HD 83380

Observation data Epoch J2000.0 Equinox ICRS
- Constellation: Antlia
- Right ascension: 09^{h} 37^{m} 09.89308^{s}
- Declination: −32° 10′ 43.2374″
- Apparent magnitude (V): 5.62

Characteristics
- Evolutionary stage: red giant branch
- Spectral type: K1 III
- B−V color index: +1.02

Astrometry
- Radial velocity (R_{v}): −2.6±0.6 km/s
- Proper motion (μ): RA: +27.757 mas/yr Dec.: −15.640 mas/yr
- Parallax (π): 10.4548±0.0533 mas
- Distance: 312 ± 2 ly (95.6 ± 0.5 pc)
- Absolute magnitude (M_{V}): +0.69

Details
- Mass: 2.17±0.11 M_{☉}
- Radius: 10.3±0.2 R_{☉}
- Luminosity: 55.2±1.6 L_{☉}
- Surface gravity (log g): 2.9±0.1 cgs
- Temperature: 4,905±42 K
- Metallicity [Fe/H]: +0.10±0.03 dex
- Rotational velocity (v sin i): <1.4 km/s
- Other designations: 17 G. Antliae, CD−31°7458, CPD−31°2797, FK5 1248, HD 83380, HIP 47199, HR 3833, SAO 200561

Database references
- SIMBAD: data

= HD 83380 =

Star in the constellation Antlia

HD 83380 (HR 3833) is an orange-hued star in the southern constellation of Antlia. It shines faintly with an apparent magnitude of 5.62 when viewed in ideal conditions. Parallax measurements place the object at distance of 312 light-years. It has a heliocentric radial velocity of -2.6 km/s, indicating that it is drifting towards the Solar System.

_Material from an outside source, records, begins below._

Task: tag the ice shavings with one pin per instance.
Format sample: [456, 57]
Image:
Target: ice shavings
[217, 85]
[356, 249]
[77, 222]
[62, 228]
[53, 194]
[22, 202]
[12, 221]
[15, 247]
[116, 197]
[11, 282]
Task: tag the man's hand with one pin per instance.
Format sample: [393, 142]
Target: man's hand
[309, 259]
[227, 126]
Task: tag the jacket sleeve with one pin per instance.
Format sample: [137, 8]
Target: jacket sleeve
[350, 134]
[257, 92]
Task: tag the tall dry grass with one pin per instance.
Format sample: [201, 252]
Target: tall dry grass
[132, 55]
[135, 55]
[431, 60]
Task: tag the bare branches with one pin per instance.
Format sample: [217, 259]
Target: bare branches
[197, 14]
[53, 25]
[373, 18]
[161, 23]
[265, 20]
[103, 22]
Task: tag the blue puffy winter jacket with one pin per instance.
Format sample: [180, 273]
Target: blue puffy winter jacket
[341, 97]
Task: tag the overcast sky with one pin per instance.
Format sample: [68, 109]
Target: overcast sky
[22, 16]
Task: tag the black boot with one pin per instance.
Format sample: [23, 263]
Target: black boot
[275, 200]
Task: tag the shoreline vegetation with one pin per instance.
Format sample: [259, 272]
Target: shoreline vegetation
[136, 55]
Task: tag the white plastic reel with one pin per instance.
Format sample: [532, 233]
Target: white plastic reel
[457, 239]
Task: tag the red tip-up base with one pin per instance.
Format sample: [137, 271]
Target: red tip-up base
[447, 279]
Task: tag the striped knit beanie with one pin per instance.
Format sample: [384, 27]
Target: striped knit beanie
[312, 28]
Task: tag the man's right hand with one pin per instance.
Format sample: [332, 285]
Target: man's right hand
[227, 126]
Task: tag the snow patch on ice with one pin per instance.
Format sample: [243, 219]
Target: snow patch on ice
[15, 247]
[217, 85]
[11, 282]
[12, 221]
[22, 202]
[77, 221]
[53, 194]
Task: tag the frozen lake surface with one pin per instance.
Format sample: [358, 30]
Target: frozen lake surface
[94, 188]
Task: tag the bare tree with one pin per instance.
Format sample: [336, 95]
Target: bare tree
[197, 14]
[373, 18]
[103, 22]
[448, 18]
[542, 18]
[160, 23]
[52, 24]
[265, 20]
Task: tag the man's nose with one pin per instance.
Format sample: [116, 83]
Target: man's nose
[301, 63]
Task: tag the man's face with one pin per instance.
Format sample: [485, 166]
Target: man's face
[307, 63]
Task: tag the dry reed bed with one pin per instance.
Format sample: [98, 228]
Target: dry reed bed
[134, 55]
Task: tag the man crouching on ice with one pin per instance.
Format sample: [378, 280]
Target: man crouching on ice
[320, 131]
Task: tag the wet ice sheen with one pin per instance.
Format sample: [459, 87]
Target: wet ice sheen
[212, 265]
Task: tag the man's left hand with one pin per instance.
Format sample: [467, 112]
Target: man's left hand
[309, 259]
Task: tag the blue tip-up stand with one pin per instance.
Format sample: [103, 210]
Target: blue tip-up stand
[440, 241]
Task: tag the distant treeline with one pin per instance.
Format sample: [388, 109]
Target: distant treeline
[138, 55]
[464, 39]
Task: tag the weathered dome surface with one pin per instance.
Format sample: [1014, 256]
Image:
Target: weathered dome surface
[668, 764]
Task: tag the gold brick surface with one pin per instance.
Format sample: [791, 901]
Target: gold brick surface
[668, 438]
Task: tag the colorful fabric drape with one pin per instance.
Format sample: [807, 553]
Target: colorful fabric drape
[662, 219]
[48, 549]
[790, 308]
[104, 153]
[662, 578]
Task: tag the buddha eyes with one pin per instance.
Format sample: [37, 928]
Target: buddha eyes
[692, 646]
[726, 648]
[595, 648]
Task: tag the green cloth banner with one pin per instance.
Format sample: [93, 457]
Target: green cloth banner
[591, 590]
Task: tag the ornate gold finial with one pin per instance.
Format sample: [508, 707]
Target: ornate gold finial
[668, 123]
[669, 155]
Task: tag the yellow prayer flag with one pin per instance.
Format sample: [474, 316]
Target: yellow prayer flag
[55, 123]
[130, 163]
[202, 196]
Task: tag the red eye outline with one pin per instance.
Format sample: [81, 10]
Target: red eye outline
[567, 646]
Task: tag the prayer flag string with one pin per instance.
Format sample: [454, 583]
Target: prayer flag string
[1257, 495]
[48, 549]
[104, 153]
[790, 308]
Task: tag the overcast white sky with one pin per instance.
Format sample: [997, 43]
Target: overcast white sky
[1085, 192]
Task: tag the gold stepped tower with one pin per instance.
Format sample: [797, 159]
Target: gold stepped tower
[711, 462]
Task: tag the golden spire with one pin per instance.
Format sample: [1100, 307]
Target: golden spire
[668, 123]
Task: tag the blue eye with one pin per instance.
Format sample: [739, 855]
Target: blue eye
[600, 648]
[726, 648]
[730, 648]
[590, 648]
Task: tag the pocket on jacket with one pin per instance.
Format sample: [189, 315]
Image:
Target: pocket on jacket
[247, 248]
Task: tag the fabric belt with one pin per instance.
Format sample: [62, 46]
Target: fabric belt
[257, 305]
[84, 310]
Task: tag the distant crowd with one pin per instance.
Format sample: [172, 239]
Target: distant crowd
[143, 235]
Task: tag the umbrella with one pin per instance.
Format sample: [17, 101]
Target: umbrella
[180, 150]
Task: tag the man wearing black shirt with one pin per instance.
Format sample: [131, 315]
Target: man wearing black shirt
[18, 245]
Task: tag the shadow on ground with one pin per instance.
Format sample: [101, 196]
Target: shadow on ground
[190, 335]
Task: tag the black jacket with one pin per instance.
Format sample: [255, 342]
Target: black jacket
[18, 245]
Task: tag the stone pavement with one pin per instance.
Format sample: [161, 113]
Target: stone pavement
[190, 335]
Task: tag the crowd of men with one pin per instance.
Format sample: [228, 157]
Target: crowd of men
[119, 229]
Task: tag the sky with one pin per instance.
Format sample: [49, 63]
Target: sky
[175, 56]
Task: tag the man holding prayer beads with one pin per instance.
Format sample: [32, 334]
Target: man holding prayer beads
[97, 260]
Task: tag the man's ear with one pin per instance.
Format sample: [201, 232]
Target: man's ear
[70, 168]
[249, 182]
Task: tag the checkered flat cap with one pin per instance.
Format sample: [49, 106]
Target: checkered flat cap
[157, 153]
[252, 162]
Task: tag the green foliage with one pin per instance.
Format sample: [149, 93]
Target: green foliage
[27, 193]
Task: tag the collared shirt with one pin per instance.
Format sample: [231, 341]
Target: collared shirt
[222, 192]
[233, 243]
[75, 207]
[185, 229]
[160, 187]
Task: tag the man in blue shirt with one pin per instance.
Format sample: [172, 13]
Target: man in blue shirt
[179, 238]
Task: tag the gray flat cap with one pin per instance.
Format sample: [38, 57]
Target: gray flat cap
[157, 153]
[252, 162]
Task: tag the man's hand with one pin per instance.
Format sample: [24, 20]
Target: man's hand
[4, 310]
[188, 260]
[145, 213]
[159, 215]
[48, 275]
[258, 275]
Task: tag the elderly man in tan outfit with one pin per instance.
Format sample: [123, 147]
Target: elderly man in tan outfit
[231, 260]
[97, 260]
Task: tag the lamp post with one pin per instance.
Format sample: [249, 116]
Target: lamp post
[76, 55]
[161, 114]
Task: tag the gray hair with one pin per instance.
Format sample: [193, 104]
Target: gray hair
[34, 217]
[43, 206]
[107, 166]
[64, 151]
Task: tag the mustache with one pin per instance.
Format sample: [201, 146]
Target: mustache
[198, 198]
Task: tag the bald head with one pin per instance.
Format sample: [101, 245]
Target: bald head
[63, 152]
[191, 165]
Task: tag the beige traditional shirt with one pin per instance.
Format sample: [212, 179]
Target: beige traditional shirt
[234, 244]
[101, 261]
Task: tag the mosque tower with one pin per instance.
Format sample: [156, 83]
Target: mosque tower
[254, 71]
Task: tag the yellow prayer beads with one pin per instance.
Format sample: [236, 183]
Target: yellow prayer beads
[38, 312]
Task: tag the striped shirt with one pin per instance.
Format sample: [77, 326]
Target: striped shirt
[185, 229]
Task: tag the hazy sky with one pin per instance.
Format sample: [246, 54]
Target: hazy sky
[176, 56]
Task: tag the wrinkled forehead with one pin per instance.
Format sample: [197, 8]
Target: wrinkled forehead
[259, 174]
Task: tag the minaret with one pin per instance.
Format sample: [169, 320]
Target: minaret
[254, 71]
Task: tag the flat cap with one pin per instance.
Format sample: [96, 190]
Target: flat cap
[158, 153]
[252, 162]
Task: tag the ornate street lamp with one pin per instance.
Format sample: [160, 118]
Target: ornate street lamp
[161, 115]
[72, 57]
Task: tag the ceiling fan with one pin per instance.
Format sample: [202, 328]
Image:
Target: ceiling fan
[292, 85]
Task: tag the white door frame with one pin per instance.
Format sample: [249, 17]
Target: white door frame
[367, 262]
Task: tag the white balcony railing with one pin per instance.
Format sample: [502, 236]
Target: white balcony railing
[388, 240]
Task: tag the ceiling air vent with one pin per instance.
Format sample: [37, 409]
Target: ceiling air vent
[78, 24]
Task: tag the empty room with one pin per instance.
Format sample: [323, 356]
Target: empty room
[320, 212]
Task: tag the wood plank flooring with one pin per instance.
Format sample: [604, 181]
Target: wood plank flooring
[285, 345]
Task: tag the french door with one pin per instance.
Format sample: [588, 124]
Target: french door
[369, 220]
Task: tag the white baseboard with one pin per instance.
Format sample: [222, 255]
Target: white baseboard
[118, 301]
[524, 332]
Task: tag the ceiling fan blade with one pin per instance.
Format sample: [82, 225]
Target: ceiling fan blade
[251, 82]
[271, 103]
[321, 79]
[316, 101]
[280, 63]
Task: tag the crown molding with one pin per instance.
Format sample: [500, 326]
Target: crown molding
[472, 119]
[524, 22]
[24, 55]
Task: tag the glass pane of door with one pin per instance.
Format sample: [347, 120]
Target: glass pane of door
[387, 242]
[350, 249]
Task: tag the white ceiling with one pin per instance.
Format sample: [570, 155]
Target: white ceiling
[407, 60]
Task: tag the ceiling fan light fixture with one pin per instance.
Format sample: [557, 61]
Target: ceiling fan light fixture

HD 83380 has a stellar classification of K1 III, indicating that it is an evolved red giant. Gaia DR3 stellar evolution models place the object on the red giant branch. At present it has 2.17 times the mass of the Sun and an enlarged radius of 10.3 solar radius. It shines with a luminosity 55 times greater than the Sun from its photosphere at an effective temperature of 4905 K. HD 83380 is slightly metal enriched with a metallicity 126% that of the Sun. It spins with a projected rotational velocity too low to be measured accurately, and is believed to be a member of the thin disk population.

The multiplicity status of HD 83380 isn't generally agreed on. De Mederios et al. (2014) found it to be a probable spectroscopic binary while Eggleton and Tokovinin (2008) list it as a solitary star.